Apaixonado pela cultura brasileira, Luisinho comprou um terreno enorme no interior de Pernambuco e construiu uma casa grande mas modesta, que foi melhorando com o passar do tempo. Era uma casa de quatro quartos que comportou a bem a família em um momento, se tornou pequena em outro e agora, voltou a ter um tamanho suficiente, já que a terceira geração cresceu e não tinha mais tanto tempo para a casa quanto quando eram mais jovens.

Em 2011, entretanto, o São Joagno seria especial. Como se tratava dos 80 anos do patriarca, todos os Agno e mais alguns amigos especiais estariam presentes. Alguns somente para a festa, outros, para o feriado e uns poucos para as férias de julho.

Foi uma ótima distração para Bia, e uma ótima despedida para Mati. Os dois lembrariam dessa época com um calor gostoso no coração, a memória uma época incrível que você só percebe o quão boa era quando ela se vai.

Entre os primos de Matheus e os de Bia, havia treze adolescentes na casa para o feriado. Foi bem divertido, eles estavam sempre jogando alguma coisa, dançando, festejando e levando reclamações tanto por ir dormir quanto por acordar muito tarde.

Bia ficou mais próxima que o normal de Matheus nesses quatro dias, e o normal já era bastante.

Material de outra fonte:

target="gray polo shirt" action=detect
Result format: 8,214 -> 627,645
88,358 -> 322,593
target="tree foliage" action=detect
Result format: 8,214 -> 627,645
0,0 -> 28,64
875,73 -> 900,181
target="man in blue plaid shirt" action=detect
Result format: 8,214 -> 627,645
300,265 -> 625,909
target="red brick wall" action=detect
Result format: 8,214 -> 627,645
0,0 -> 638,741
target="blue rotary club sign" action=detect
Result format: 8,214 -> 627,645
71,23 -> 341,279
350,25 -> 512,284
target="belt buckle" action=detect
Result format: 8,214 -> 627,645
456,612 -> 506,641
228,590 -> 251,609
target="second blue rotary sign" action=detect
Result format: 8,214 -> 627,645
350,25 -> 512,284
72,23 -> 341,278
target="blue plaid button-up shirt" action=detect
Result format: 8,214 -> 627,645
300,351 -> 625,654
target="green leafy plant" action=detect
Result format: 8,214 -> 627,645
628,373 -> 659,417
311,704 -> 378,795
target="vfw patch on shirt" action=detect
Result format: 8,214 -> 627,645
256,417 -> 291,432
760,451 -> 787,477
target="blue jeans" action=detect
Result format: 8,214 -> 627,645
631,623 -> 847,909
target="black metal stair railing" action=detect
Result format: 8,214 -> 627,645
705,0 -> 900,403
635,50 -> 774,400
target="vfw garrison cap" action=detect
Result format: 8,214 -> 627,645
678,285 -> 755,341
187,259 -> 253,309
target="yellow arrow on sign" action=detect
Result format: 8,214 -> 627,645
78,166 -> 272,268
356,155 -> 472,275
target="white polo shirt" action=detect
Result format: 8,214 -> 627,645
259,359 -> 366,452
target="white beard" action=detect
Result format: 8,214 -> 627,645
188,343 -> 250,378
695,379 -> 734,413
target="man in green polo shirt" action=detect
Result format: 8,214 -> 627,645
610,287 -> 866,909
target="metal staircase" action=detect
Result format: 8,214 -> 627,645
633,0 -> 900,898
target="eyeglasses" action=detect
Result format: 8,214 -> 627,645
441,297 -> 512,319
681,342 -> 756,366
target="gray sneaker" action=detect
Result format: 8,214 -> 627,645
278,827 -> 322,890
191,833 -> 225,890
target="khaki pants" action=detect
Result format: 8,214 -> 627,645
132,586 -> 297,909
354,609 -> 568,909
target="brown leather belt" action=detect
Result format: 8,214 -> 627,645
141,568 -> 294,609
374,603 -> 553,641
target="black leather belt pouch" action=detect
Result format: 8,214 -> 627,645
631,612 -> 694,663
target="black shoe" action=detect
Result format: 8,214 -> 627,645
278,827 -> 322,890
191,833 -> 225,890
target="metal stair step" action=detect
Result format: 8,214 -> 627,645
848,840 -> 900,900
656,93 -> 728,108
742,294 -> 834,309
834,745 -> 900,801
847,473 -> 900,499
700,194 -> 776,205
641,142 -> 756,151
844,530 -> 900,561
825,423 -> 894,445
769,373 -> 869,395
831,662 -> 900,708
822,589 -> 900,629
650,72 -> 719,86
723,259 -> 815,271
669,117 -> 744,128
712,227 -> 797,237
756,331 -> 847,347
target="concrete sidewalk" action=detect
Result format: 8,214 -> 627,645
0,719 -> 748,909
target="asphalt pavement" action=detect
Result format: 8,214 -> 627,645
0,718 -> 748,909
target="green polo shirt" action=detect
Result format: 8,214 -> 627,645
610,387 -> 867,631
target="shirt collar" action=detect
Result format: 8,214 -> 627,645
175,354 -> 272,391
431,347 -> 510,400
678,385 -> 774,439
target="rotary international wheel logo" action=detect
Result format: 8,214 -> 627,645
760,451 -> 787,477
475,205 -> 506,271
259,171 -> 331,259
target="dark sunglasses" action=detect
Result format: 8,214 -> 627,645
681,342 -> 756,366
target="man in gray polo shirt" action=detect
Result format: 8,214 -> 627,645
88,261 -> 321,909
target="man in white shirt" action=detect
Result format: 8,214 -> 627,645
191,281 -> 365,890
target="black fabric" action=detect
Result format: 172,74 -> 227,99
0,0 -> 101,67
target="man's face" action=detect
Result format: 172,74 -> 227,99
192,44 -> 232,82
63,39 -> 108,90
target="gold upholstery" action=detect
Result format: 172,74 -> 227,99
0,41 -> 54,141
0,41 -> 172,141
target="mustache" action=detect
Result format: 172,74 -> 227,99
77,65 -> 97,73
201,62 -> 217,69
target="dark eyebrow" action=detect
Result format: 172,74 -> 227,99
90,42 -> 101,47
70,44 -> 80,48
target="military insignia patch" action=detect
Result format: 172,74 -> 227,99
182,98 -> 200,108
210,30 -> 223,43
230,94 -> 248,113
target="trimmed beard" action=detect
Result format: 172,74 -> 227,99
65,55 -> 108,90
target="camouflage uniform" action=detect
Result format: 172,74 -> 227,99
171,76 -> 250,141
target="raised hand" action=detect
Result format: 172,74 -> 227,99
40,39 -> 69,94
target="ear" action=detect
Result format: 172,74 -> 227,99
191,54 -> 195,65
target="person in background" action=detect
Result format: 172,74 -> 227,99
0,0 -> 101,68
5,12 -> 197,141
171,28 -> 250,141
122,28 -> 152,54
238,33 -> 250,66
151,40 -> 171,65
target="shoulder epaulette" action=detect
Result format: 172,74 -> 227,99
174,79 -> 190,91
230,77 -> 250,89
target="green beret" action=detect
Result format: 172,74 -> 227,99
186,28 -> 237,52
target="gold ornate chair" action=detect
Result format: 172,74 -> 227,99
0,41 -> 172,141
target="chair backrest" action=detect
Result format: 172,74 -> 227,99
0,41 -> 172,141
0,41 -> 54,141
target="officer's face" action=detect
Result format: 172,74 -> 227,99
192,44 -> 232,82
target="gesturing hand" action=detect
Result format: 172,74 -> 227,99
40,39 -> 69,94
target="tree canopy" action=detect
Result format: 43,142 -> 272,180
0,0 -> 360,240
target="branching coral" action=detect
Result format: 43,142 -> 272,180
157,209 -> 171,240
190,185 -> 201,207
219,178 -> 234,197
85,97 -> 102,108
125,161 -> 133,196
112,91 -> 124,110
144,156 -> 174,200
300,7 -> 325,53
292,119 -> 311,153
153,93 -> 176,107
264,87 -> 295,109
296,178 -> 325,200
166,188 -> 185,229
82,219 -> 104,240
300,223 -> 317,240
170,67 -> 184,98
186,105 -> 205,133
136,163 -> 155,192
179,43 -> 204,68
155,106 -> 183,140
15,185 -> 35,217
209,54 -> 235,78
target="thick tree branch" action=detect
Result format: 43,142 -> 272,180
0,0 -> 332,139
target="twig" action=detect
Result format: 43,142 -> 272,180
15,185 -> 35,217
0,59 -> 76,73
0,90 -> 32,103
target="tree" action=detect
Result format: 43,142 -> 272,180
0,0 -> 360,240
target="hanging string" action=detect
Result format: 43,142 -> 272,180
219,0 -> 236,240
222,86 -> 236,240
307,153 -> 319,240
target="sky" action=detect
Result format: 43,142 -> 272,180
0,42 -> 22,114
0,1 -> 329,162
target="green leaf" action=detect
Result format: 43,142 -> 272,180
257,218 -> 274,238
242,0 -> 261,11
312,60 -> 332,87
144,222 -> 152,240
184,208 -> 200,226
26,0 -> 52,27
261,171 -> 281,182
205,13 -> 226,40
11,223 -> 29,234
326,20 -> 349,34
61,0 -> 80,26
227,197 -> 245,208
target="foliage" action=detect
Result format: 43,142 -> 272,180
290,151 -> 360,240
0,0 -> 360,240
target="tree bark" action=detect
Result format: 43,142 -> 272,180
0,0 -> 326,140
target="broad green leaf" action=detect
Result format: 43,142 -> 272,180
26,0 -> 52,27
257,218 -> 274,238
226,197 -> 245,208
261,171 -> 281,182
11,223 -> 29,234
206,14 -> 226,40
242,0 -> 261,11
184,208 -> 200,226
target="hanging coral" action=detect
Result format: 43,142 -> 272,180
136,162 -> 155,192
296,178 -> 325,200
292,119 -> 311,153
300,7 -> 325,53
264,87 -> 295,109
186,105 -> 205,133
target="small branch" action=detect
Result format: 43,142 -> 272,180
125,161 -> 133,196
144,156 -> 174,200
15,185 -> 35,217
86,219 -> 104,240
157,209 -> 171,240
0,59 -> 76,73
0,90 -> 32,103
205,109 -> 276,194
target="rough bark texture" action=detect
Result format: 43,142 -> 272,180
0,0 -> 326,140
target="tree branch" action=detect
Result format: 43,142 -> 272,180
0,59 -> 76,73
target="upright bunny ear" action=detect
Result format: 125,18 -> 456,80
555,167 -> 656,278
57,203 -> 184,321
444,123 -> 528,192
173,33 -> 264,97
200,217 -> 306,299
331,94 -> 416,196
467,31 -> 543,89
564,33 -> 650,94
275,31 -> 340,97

Eles dormiam no mesmo quarto, o quarto dos 13 adolescentes, e conversavam por horas depois que seus primos tinham dormido. Faziam tudo juntos, o que levava os familiares de Mati a provocarem, dizendo que deveriam namorar.

— Voltamos à era pré Manu e Caio — comentou Bia com Mati quando vó Maria comentou que achava engraçado as duas noras de Antônio serem primas.

No dia de São João, na sexta-feira, dia 24 de junho, aconteceu o São Joagno. Entre comer comidas de milho, estourar bombinhas, se aquecer na fogueira e dançar forró juntos a noite inteira, Bia e Mati lembravam o dia em que se conheceram. Também numa sexta-feira, na véspera do aniversário de 10 anos de Bia.

— Eu odiei ter que vir — Bia comentou enquanto comiam pamonha, depois do forró acabar. — Estava odiando cada minuto até sua mãe nos apresentar.

— Eu também — confessou Matheus. — Nenhum dos meus primos veio naquele ano, eu tava entediado pra caralho.

— Era quase uma festa da empresa que painho e tio Luisinho trabalhavam. Foi um saco mesmo.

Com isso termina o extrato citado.